Vazquez Montalban : Questions marxistes ?
Franco est encore vivant quand en 1974, en pleine activité, Vazquez Montalban publie un livre au titre choc : Questions marxistes.
Il publie au même mment un livre sur les chansons et un polar Tatouage.
Je dis « titre choc » car en fait la référence majeure est au comique Groucho Marx et non au célèbre Karl.
Je viens de relire le livre en pensant à Cervantès et j’en retire une sensation différant beaucoup de mes lectures précédentes.
A la lumière de la dédicace, on peut imaginer que c’est en 1962 que Montalban tenta une première fois de s’inventer en Groucho Marx.
« A Salvador, Martin et Ferran, en souvenir de l’époque d’Aridel, lorsque nous fûmes d’une certaine façon les frères Marx et que le monde extérieur nous semblait être un lointain roman grec tardif, byzantin eût-on presque pu dire. »

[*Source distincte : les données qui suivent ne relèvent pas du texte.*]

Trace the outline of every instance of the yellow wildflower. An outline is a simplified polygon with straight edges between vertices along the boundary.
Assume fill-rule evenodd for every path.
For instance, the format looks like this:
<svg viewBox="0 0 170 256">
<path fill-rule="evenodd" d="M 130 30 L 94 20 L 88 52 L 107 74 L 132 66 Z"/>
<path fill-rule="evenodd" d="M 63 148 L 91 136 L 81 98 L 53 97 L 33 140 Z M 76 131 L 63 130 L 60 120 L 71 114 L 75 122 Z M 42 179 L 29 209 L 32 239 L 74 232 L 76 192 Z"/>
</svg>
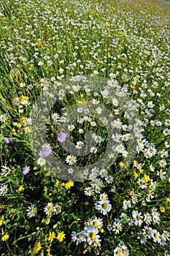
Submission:
<svg viewBox="0 0 170 256">
<path fill-rule="evenodd" d="M 164 207 L 163 207 L 163 206 L 161 206 L 161 207 L 160 207 L 160 211 L 161 211 L 161 212 L 165 212 L 165 211 L 166 211 Z"/>
<path fill-rule="evenodd" d="M 149 175 L 147 175 L 146 173 L 144 176 L 144 178 L 147 182 L 150 181 Z"/>
<path fill-rule="evenodd" d="M 72 181 L 68 181 L 67 183 L 66 183 L 65 184 L 65 187 L 66 189 L 70 189 L 71 187 L 74 186 L 74 182 Z"/>
<path fill-rule="evenodd" d="M 50 241 L 50 242 L 52 243 L 55 238 L 55 233 L 54 233 L 54 231 L 53 231 L 52 233 L 50 232 L 48 241 Z"/>
<path fill-rule="evenodd" d="M 41 246 L 41 244 L 39 242 L 36 242 L 35 246 L 34 246 L 34 253 L 36 253 L 38 252 L 40 249 L 42 249 L 42 246 Z"/>
<path fill-rule="evenodd" d="M 57 180 L 54 186 L 58 187 L 58 185 L 59 185 L 59 181 Z"/>
<path fill-rule="evenodd" d="M 136 178 L 138 177 L 138 174 L 136 172 L 134 172 L 134 176 L 135 178 Z"/>
<path fill-rule="evenodd" d="M 22 192 L 23 190 L 24 190 L 25 189 L 24 189 L 24 187 L 23 187 L 23 185 L 21 185 L 21 186 L 20 186 L 19 187 L 18 187 L 18 193 L 20 193 L 20 192 Z"/>
<path fill-rule="evenodd" d="M 125 165 L 123 164 L 123 162 L 120 162 L 119 163 L 119 165 L 120 165 L 120 168 L 122 168 L 123 166 L 124 166 Z"/>
<path fill-rule="evenodd" d="M 62 242 L 62 241 L 65 238 L 66 234 L 63 233 L 63 232 L 58 232 L 58 236 L 57 239 L 59 241 L 59 242 Z"/>
<path fill-rule="evenodd" d="M 8 240 L 8 238 L 9 238 L 9 236 L 8 236 L 8 234 L 6 233 L 4 236 L 2 236 L 1 240 L 4 242 L 4 241 Z"/>
</svg>

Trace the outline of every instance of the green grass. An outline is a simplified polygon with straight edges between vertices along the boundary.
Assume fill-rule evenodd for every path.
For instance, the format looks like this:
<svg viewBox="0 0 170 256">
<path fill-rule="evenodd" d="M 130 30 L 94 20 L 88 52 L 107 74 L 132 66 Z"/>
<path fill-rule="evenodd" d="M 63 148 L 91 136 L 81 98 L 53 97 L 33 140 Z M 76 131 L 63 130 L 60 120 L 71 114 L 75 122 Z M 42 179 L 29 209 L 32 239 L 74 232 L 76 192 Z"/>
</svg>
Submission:
<svg viewBox="0 0 170 256">
<path fill-rule="evenodd" d="M 152 0 L 0 1 L 2 256 L 170 255 L 169 12 L 167 3 Z M 72 82 L 74 76 L 90 81 Z M 111 80 L 112 86 L 104 83 Z M 55 104 L 49 100 L 53 94 L 60 97 Z M 34 105 L 42 95 L 42 109 L 50 104 L 43 122 L 40 115 L 45 112 L 36 112 Z M 136 112 L 130 110 L 132 106 Z M 80 115 L 81 110 L 77 110 L 81 108 L 86 112 Z M 140 122 L 131 127 L 126 111 L 130 117 L 135 112 Z M 53 118 L 55 113 L 59 121 Z M 71 114 L 74 119 L 69 124 Z M 84 117 L 82 124 L 77 122 L 80 116 Z M 128 135 L 131 131 L 122 126 L 112 130 L 112 118 L 132 129 L 139 153 L 131 139 L 121 141 L 123 152 L 131 154 L 128 165 L 111 143 L 112 134 Z M 105 126 L 107 121 L 109 126 Z M 69 124 L 74 129 L 69 131 Z M 61 143 L 61 132 L 67 134 Z M 93 134 L 102 140 L 95 143 Z M 80 141 L 85 146 L 77 149 Z M 41 165 L 45 143 L 53 153 L 42 156 L 47 162 Z M 74 154 L 70 153 L 71 145 Z M 81 155 L 83 148 L 85 156 Z M 66 164 L 70 154 L 76 160 L 64 169 L 61 163 Z M 52 155 L 60 164 L 53 162 Z M 89 165 L 97 166 L 98 161 L 99 170 L 85 179 Z M 28 173 L 23 174 L 26 167 Z M 102 173 L 104 167 L 107 175 Z M 100 210 L 96 206 L 102 195 L 108 200 L 101 203 Z M 54 210 L 51 214 L 45 210 L 49 203 Z M 106 214 L 104 203 L 111 208 Z M 135 212 L 142 217 L 134 217 Z M 151 217 L 147 223 L 146 214 Z M 146 227 L 150 235 L 144 235 L 147 241 L 143 244 L 139 236 Z M 62 232 L 65 236 L 60 241 Z M 83 234 L 84 240 L 77 243 L 73 232 Z M 163 236 L 166 232 L 167 238 Z"/>
</svg>

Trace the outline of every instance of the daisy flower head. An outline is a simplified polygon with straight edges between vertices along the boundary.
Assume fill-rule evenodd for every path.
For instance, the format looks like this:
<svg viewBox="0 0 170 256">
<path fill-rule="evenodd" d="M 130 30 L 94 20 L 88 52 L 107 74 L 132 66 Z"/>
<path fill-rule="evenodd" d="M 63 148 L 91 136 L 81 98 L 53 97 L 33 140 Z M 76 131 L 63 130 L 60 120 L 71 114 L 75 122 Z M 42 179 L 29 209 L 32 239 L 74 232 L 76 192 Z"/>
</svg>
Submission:
<svg viewBox="0 0 170 256">
<path fill-rule="evenodd" d="M 93 226 L 88 226 L 85 228 L 85 230 L 86 239 L 89 245 L 96 243 L 100 238 L 100 236 L 97 235 L 98 233 L 98 230 L 96 229 Z"/>
<path fill-rule="evenodd" d="M 95 203 L 96 209 L 101 211 L 101 214 L 106 215 L 112 208 L 109 201 L 107 200 L 101 200 Z"/>
<path fill-rule="evenodd" d="M 59 242 L 62 242 L 65 238 L 65 236 L 66 234 L 64 234 L 63 232 L 58 232 L 57 239 L 59 241 Z"/>
<path fill-rule="evenodd" d="M 143 222 L 143 216 L 142 216 L 142 213 L 139 213 L 138 211 L 133 211 L 132 215 L 134 217 L 134 224 L 136 225 L 139 225 L 139 226 L 141 226 Z"/>
<path fill-rule="evenodd" d="M 30 167 L 29 166 L 25 166 L 23 168 L 23 174 L 24 174 L 24 175 L 28 173 L 29 171 L 30 171 Z"/>
<path fill-rule="evenodd" d="M 4 185 L 0 187 L 0 195 L 5 195 L 8 192 L 8 186 Z"/>
<path fill-rule="evenodd" d="M 81 242 L 85 241 L 85 231 L 82 230 L 81 232 L 76 233 L 73 231 L 72 233 L 72 239 L 74 242 L 76 242 L 76 244 L 79 244 Z"/>
<path fill-rule="evenodd" d="M 84 142 L 78 141 L 76 144 L 76 148 L 80 149 L 85 146 Z"/>
<path fill-rule="evenodd" d="M 144 233 L 138 233 L 138 235 L 139 236 L 137 237 L 137 239 L 140 239 L 141 244 L 145 244 L 147 242 L 147 235 Z"/>
<path fill-rule="evenodd" d="M 45 165 L 46 160 L 43 157 L 39 157 L 37 160 L 37 164 L 40 166 L 43 166 Z"/>
<path fill-rule="evenodd" d="M 72 154 L 69 155 L 66 158 L 66 162 L 69 165 L 73 165 L 77 161 L 76 157 Z"/>
<path fill-rule="evenodd" d="M 88 187 L 85 189 L 85 195 L 88 195 L 89 197 L 90 195 L 94 195 L 94 189 L 92 189 L 90 187 Z"/>
<path fill-rule="evenodd" d="M 8 119 L 8 116 L 7 114 L 1 114 L 0 115 L 0 121 L 1 121 L 2 123 L 5 123 Z"/>
<path fill-rule="evenodd" d="M 112 231 L 115 232 L 115 234 L 119 234 L 120 231 L 122 231 L 122 224 L 120 220 L 114 222 L 112 225 Z"/>
<path fill-rule="evenodd" d="M 35 214 L 36 214 L 37 207 L 32 205 L 28 208 L 26 211 L 27 211 L 26 215 L 28 216 L 28 217 L 31 218 L 34 217 Z"/>
<path fill-rule="evenodd" d="M 161 241 L 161 235 L 160 235 L 160 233 L 159 233 L 158 230 L 156 230 L 155 229 L 153 229 L 153 230 L 152 230 L 151 235 L 152 235 L 152 239 L 153 239 L 153 241 L 154 241 L 155 243 L 159 244 L 160 241 Z"/>
<path fill-rule="evenodd" d="M 60 132 L 58 135 L 58 140 L 61 143 L 66 141 L 66 133 L 65 132 Z"/>
<path fill-rule="evenodd" d="M 60 116 L 58 115 L 58 113 L 54 113 L 52 116 L 51 118 L 53 121 L 54 123 L 56 123 L 57 121 L 60 118 Z"/>
<path fill-rule="evenodd" d="M 54 206 L 53 203 L 48 203 L 44 208 L 44 211 L 47 215 L 52 215 L 56 212 L 56 207 Z"/>
<path fill-rule="evenodd" d="M 90 148 L 90 153 L 93 153 L 93 154 L 96 154 L 96 152 L 97 152 L 97 148 L 96 148 L 96 147 L 91 147 Z"/>
<path fill-rule="evenodd" d="M 2 166 L 1 176 L 6 177 L 7 175 L 9 174 L 10 171 L 11 171 L 11 169 L 9 167 L 6 165 Z"/>
<path fill-rule="evenodd" d="M 74 125 L 72 124 L 72 125 L 69 125 L 68 126 L 68 129 L 71 132 L 75 128 Z"/>
<path fill-rule="evenodd" d="M 60 214 L 61 211 L 61 207 L 60 206 L 58 206 L 58 205 L 56 205 L 55 206 L 55 208 L 56 209 L 56 211 L 56 211 L 56 214 Z"/>
</svg>

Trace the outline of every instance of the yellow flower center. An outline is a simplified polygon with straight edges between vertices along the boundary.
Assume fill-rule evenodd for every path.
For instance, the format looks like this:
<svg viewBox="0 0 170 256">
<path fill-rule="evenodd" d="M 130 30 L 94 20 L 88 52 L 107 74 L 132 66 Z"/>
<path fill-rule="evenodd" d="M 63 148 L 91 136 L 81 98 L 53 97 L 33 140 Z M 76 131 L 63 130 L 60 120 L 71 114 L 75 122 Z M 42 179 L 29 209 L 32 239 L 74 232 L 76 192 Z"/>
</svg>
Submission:
<svg viewBox="0 0 170 256">
<path fill-rule="evenodd" d="M 106 209 L 107 207 L 107 206 L 106 203 L 103 203 L 103 204 L 102 204 L 102 208 L 103 208 L 103 209 Z"/>
<path fill-rule="evenodd" d="M 96 238 L 95 233 L 94 232 L 90 233 L 90 237 L 91 240 L 94 240 Z"/>
<path fill-rule="evenodd" d="M 158 234 L 154 234 L 154 237 L 157 239 L 158 238 Z"/>
<path fill-rule="evenodd" d="M 98 227 L 98 222 L 96 222 L 96 221 L 94 221 L 93 222 L 93 226 L 94 226 L 94 227 Z"/>
<path fill-rule="evenodd" d="M 47 206 L 47 209 L 49 211 L 51 211 L 53 210 L 53 206 Z"/>
<path fill-rule="evenodd" d="M 88 189 L 88 194 L 91 194 L 91 189 Z"/>
</svg>

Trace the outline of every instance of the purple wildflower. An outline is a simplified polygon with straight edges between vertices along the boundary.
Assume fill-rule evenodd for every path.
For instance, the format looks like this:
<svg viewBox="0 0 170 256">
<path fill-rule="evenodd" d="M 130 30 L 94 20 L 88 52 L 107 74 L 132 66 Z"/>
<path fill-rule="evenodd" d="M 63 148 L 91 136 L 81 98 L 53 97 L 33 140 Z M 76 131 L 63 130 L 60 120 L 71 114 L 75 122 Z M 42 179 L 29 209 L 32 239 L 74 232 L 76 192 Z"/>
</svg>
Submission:
<svg viewBox="0 0 170 256">
<path fill-rule="evenodd" d="M 60 141 L 60 142 L 63 142 L 65 141 L 66 139 L 66 133 L 64 132 L 61 132 L 58 134 L 58 140 Z"/>
<path fill-rule="evenodd" d="M 30 167 L 25 166 L 23 170 L 23 173 L 26 175 L 26 174 L 28 173 L 28 172 L 30 171 Z"/>
<path fill-rule="evenodd" d="M 7 138 L 4 138 L 3 139 L 3 140 L 4 140 L 4 143 L 7 143 L 7 144 L 10 143 L 10 141 L 9 141 Z"/>
<path fill-rule="evenodd" d="M 51 154 L 52 150 L 51 148 L 49 147 L 47 149 L 43 149 L 40 151 L 40 157 L 48 157 L 50 156 L 50 154 Z"/>
</svg>

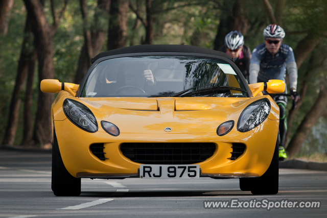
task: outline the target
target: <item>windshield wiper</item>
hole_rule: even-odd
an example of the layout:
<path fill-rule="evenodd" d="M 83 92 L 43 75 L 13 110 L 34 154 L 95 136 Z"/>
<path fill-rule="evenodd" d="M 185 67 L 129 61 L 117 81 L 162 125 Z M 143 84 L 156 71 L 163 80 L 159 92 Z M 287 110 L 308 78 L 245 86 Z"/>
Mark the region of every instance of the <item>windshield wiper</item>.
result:
<path fill-rule="evenodd" d="M 236 91 L 242 91 L 242 92 L 247 92 L 247 91 L 246 90 L 244 89 L 242 89 L 240 88 L 237 88 L 237 87 L 233 87 L 232 86 L 212 86 L 212 87 L 209 87 L 209 88 L 203 88 L 203 89 L 199 89 L 199 90 L 196 90 L 193 91 L 191 91 L 190 92 L 188 92 L 184 94 L 182 94 L 188 91 L 189 91 L 191 89 L 189 89 L 187 91 L 186 90 L 184 90 L 184 92 L 180 94 L 178 94 L 177 96 L 180 96 L 181 97 L 183 97 L 184 96 L 186 96 L 186 95 L 192 95 L 192 94 L 197 94 L 197 93 L 203 93 L 203 92 L 211 92 L 213 91 L 219 91 L 219 90 L 235 90 Z M 180 92 L 179 92 L 180 93 Z M 175 94 L 175 95 L 177 95 L 178 94 L 179 94 L 179 93 L 177 93 Z M 176 97 L 177 96 L 174 96 L 175 97 Z"/>
<path fill-rule="evenodd" d="M 195 88 L 199 88 L 199 87 L 203 87 L 204 86 L 211 86 L 211 87 L 209 88 L 212 88 L 212 87 L 218 87 L 218 86 L 215 86 L 213 85 L 204 85 L 203 86 L 194 86 L 192 88 L 188 88 L 187 89 L 185 89 L 183 91 L 180 91 L 179 92 L 176 93 L 176 94 L 171 94 L 169 96 L 170 96 L 171 97 L 178 97 L 178 96 L 184 93 L 185 92 L 190 91 L 190 90 L 192 90 L 192 89 L 194 89 Z M 203 89 L 201 89 L 200 90 L 203 90 Z"/>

La prison d’Aridel est celle où séjourna le jeune catalan en 1962 et il est frappant de constater ce mode de survie qu’avec deux autres ils inventèrent : dans la prison la réalité loufoque, et à l’extérieur un « lointain roman » dont je me demande encore pourquoi il était grec.
Bref le livre, qui n’est ni un roman, ni un essai, ni un poème car il veut faire éclater les frontières classiques des genres littéraires, nous présente Groucho en quête de la vie. Après une séance où les frères sont des chiens, Groucho rencontre : son institutrice, sa mère, Iramin qui devient sa femme (et qui court tout au long du roman sous divers habits), un professeur de grec, Monsieur Phuta son éditeur, les Diplissa : des amis de ses parents, ses rêves ou ses fantasmes.
Puis tournant du récit Groucho reçoit une lettre… d’Athènes.
Ensuite il reprend ses rencontres : avec son frère Harpo qu’il avait croisé en revenant chez sa mère, avec son frère Karl qui avait été évoqué par la famille Diplissa et sa mère, puis à nouveau une jeune fille dorée
La lettre suivante qu’il reçoit, poste restante en Alabama, alors qu’il est dans une dépression profonde, est cette fois celle de Karl.
A relire la lettre, Groucho se retrouve face à son fantasme de jeune fille dorée, une certaine Nathalie et il faudrait ici vérifier si ce n’est pas un clin à une Nathalie d’une chanson de Bécaud je crois.
Après un petit détour italien nous revenons à la femme de Groucho qui lui a fait cent mille enfants et Groucho leur raconte un conte.
La fin est pathétique jusqu’à cette référence à l’étrangleur de Boston qui sera le titre d’un roman de Montalban. D’ailleurs ces questions marxistes, qui le sont si peu, regorgent de titres futurs chers à leur auteur.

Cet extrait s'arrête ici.